2年生7月:依頼(2)
抜いた歯が依頼達成の証拠になるそうで、エリオスは4本の砂漠ワニの歯を革袋に入れた。
「一度馬のところに戻りましょう。」
木陰につながれた馬は、おとなしくわたしたちを待っていた。
エリオスが顔をなでると嬉しそうに手に頬ずりをする。
「すごく懐いているんですね。」
「子供の頃から世話をしているんです。」
エリオスの手のひらの水をペロペロとなめている。
「アリスもどうぞ。」
組合で買った水の竹筒をひとつ渡してくれた。
「いただきます。」
木の根もとに座り、水を喉に流し込むとようやく体から力が抜けた。
自覚してなかったけど、緊張していたみたいだ。
「戦ってみてどうでしたか?」
エリオスも隣に座って、携行食のビスケットを渡してくれた。
「体調は大丈夫?」
聞かれてステータスを確認する。
「はい、HPもMPも余裕で‥あ、レベル上がってる。」
砂漠ワニを倒したおかげで、レベルが1つ上がって27になっていた。
「それはなによりです。」
エリオスも一緒に喜んでくれる。
「でも、結界魔法が発動しなかったですね?」
(さすがに目ざといなぁ‥。)
一瞬のことだったけど、しっかり気づかれていた。
「こんなことなかったんですけど、多分大丈夫です。」
左手でなんとなくペンダントを触る。
「多分って‥。」
エリオスがあきれた声をあげる。
「魔法の発動は生死にかかわるから、原因を調べないと。」
「そうですね‥。」
「だいたいアリス、自分の魔法のことちゃんとわかってます?」
「それはその‥。」
治癒魔法は神殿の文献があって『蘇生』までは説明があったけれど、『聖域』も『復活』も記録がない。
(だってこれ、前世の恋愛RPGゲーム『ダリア魔法学園物語』に出てた魔法だし‥。)
「前世の記憶のせいか、なんとなく使えちゃってて。」
「魔法のない世界の記憶のせいで?」
まあ我ながら苦しい言い訳だと思うけど。
わたしはエリオスに『ダリア魔法学園物語』のことを話したくなかった。
彼がわたしの『攻略キャラ』だということを。
「ここで長々話すのもきついから、場所を変えましょうか。」
エリオスは立ち上がり、ズボンについた砂を払った。
「王都に帰らないんですか?」
「まだ昼ですし、せっかく砂漠まで出てきたのですからオアシスに行きませんか?」
(だからその笑顔は、提案じゃなくて‥。)
雲ひとつない青空を背景に、自信たっぷりの笑顔でヒロインに手を差しのばすエリオスのスチル。
わたしはヒロインのように、エリオスの手をとった。
オアシスは駆け足の馬で30分くらいと、街道からかなり離れていた。
石畳で飾られた空間のあちこちに小さな噴水があって、照りつける陽射しに水しぶきが虹色に輝く。
「リゾートに来てるみたいですね。
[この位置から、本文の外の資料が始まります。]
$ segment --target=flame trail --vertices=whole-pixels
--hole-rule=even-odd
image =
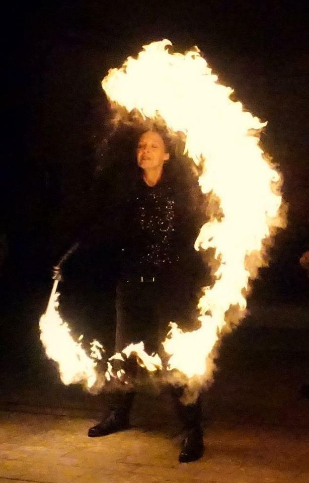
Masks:
[[[79,338],[78,342],[74,341],[68,326],[61,318],[58,311],[57,285],[58,281],[55,280],[47,308],[40,320],[40,339],[47,357],[57,363],[63,384],[85,382],[90,389],[97,380],[97,363],[82,347],[83,336]],[[95,356],[97,345],[95,342],[94,347]]]
[[[244,316],[249,280],[266,264],[263,242],[284,224],[280,179],[259,144],[266,123],[230,99],[233,90],[218,83],[197,47],[171,54],[171,45],[144,46],[136,58],[110,69],[102,85],[118,118],[125,108],[184,134],[185,153],[201,168],[202,192],[220,201],[223,216],[209,213],[195,243],[197,250],[214,249],[219,265],[214,284],[199,300],[201,328],[184,333],[173,323],[164,342],[169,369],[207,381],[223,328],[233,313],[238,321]]]
[[[199,302],[200,329],[184,333],[172,323],[163,343],[170,356],[168,369],[177,370],[173,377],[185,377],[189,401],[196,389],[211,380],[214,347],[223,329],[244,316],[250,281],[267,264],[265,248],[285,217],[280,175],[259,145],[266,123],[230,99],[233,90],[218,83],[197,48],[171,54],[166,49],[171,45],[166,40],[145,46],[137,58],[129,57],[120,68],[111,69],[102,87],[118,118],[124,108],[145,120],[163,120],[171,133],[184,136],[185,153],[201,170],[202,192],[220,202],[222,215],[208,213],[209,221],[195,245],[196,250],[214,249],[217,262],[215,283],[204,289]],[[99,378],[94,358],[100,358],[103,347],[95,341],[89,357],[80,340],[73,340],[58,312],[56,288],[56,284],[40,320],[41,340],[48,356],[58,364],[64,384],[85,381],[91,388]],[[105,380],[121,379],[123,371],[115,373],[112,362],[132,353],[150,372],[162,368],[158,354],[147,354],[142,343],[131,344],[110,358]],[[104,382],[103,378],[101,384]]]

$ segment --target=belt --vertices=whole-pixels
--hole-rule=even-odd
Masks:
[[[158,282],[158,276],[155,275],[128,275],[124,276],[122,281],[129,283],[130,282],[138,283],[153,283]]]

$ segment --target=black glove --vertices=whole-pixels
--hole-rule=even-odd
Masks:
[[[60,265],[53,267],[52,278],[54,280],[62,282],[63,280],[62,273]]]

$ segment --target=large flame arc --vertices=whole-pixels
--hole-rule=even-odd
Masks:
[[[144,46],[136,58],[110,70],[102,87],[118,118],[124,108],[145,120],[163,120],[171,133],[181,133],[185,152],[199,167],[202,192],[219,200],[221,216],[208,213],[195,243],[197,250],[214,249],[217,260],[215,283],[199,302],[200,329],[184,333],[173,323],[163,343],[168,369],[177,369],[190,385],[197,378],[211,380],[212,352],[230,308],[234,321],[244,316],[250,280],[267,263],[264,247],[284,217],[280,175],[260,145],[266,123],[231,99],[233,90],[219,84],[197,48],[183,55],[171,53],[167,47],[171,45],[165,40]],[[149,370],[161,367],[158,355],[152,359],[142,347],[130,347]],[[94,383],[91,363],[88,385]]]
」
エリオスに案内された南国風の木に囲まれたオープンカフェは、まるで南の島に遊びに来たような気分になれた。
遅めのランチを美味しくいただいて、食後のコーヒーが運ばれてきたところだ。
わたしはアイスコーヒーにたっぷりシロップを注いだ。
「そういうコンセプトで『聖戦』の後に再建したそうですからね。」
「えっとそれって‥。」
「ここは魔王軍に占領されて、拠点にされたので。」
「‥そんな風に見えません。」
「文字どおり何もなくなったので、逆に再建しやすかったそうですよ。」
周りは夏の雰囲気を楽しんでいるカップルや家族ばかりで、そんな暗い歴史を微塵も感じさせない。
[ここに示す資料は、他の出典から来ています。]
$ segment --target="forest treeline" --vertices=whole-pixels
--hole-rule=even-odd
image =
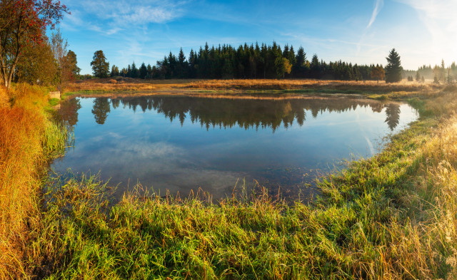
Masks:
[[[95,56],[94,56],[95,59]],[[388,66],[389,63],[388,63]],[[453,82],[457,77],[457,66],[449,67],[423,66],[418,71],[403,70],[397,67],[401,78],[424,81],[434,78],[436,83]],[[108,69],[107,69],[108,70]],[[206,43],[198,51],[191,50],[186,57],[182,48],[178,55],[170,52],[163,60],[151,66],[135,62],[119,69],[114,65],[105,76],[171,79],[171,78],[316,78],[324,80],[366,81],[384,80],[387,66],[382,64],[358,65],[342,61],[326,62],[313,54],[308,60],[302,46],[296,51],[293,46],[283,48],[273,42],[272,45],[244,43],[238,48],[230,45],[210,47]]]
[[[382,65],[358,65],[341,61],[326,63],[314,54],[311,61],[303,47],[296,52],[293,46],[247,43],[238,48],[230,45],[191,50],[188,57],[182,48],[177,56],[171,52],[156,66],[139,67],[134,62],[121,70],[113,66],[111,76],[140,78],[308,78],[335,80],[381,80],[373,75]]]

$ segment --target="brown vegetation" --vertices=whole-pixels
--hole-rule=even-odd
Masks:
[[[0,98],[14,103],[0,108],[0,279],[10,279],[29,269],[24,252],[40,211],[36,193],[53,128],[43,114],[48,95],[39,88],[1,89]]]
[[[187,88],[208,90],[341,90],[368,92],[424,91],[434,89],[427,83],[377,83],[373,81],[344,81],[324,80],[204,80],[189,83]]]
[[[284,80],[141,80],[116,77],[104,79],[78,81],[71,83],[66,91],[134,90],[161,92],[189,92],[201,90],[230,90],[234,92],[265,90],[333,90],[368,93],[424,92],[441,88],[428,83],[403,81],[396,83],[377,83],[373,81],[343,81],[305,79]]]

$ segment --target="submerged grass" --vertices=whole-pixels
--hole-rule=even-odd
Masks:
[[[9,266],[0,276],[454,279],[457,102],[452,93],[406,96],[420,120],[381,153],[321,178],[322,195],[310,204],[272,201],[264,190],[218,203],[139,191],[115,202],[96,177],[49,182],[42,195],[36,182],[26,222],[14,222],[21,224],[14,226],[20,242],[4,239],[14,225],[1,221],[1,244],[22,245],[1,254]],[[36,147],[43,155],[64,142],[39,138],[41,149],[55,143],[44,145],[46,152]],[[2,195],[14,192],[8,187]]]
「王国は、魔王軍との戦いを忘れるために必死なんですよ。学園でもあまり詳しく学ばないでしょう。」
「そうですね。でもそれって‥。」
前世では、歴史の授業で世界大戦のことにかなり時間を取っていた。
こんな被害を繰り返してはいけないからと。
「そして悪夢は終わり、もう2度と恐怖に襲われることはない‥これが王国民の総意でしょうね。」
エリオスはアイスコーヒーを手に取ると一口飲み、コースターにトンと戻した。
(エリオスの雰囲気が‥。)
ふいに漂った緊張感に、甘くしたはずのコーヒーがとても苦く感じる。
「そんな魔王を封じたアリスのお父上は王国一の英雄ですが、彼を讃えるよりも魔王のことを忘れたい気持ちの方が強い。」
(何を、エリオスは‥。)
エリオスは、わたしの目を探るようにまっすぐ見つめた。
「もし仮に、封印された魔王が復活するとしたらー」
グラスの水滴がテーブルを濡らす。